No están ustedes para saberlo, ni yo para contarlo, pero, allá por el no tan lejano año del 2002, cuando yo todavía tenía la dicha inigualable de desempeñarme como silbante, se celebró la Copa del Mundo Corea-Japón.

En mi calidad de árbitro FIFA, me llegó un comunicado del máximo organismo que rige al balompié en todo el orbe, referente a que: “Quedaba prohibido a los jueces en activo trabajar en los medios de comunicación durante el Mundial”.

Faltando unos cuántos días para que iniciara el magno evento, recibí una invitación del Núcleo Radio Mil para colaborar en un programa radial, a lo que contesté pidiendo que me dejaran pedir permiso a la H. Comisión de Árbitros.

Me comuniqué con la superioridad y me contestó mi gran amigo don Arturo Yamasaki Maldonado (QEPD) y le comenté de la atenta invitación recibida. Obteniendo por respuesta: “El doctor ya se fue a Japón y yo no te puedo dar permiso”. Rebeldón el muchacho, atiné a contestarle “No, mi querido chino, no les estoy hablando para pedirles permiso… les estoy hablando para avisarles”.

A sabiendas de que me quedaban seis meses cuando mucho en el arbitraje; toda vez que “colgaría el silbato” en el mes de diciembre del mismo año, acepté la invitación, llegamos a un acuerdo económico Radio Mil y un servidor, y fue así como se inició mi contacto con los medios de comunicación.

Una vez que se reanudó la actividad balompédica en nuestro país, me llamaron para pedirme cuentas al respecto; pero no contaban con que yo, también había acordado con mis contratantes que el salario que me iban a proporcionar, lo donáramos, a la Fundación John Langdon Down.

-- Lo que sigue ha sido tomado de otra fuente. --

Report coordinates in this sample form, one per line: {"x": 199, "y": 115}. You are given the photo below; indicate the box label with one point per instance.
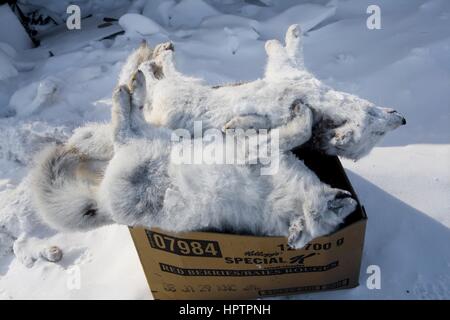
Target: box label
{"x": 184, "y": 247}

Se quedaron sin habla cuando les contesté que no había recibido remuneración alguna, cuestión que aproveché para comentarles también que había sido muy halagüeño recibir un exquisito “pay de nuez”, en reciprocidad, según esto elaborado por los propios niños de dicha Fundación.

Festejemos pues con beneplácito esta iniciativa, para tratar de ser más incluyentes y más humanos, uniéndonos a la campaña: “Abrazados por la inclusión… abrazados por el futbol”.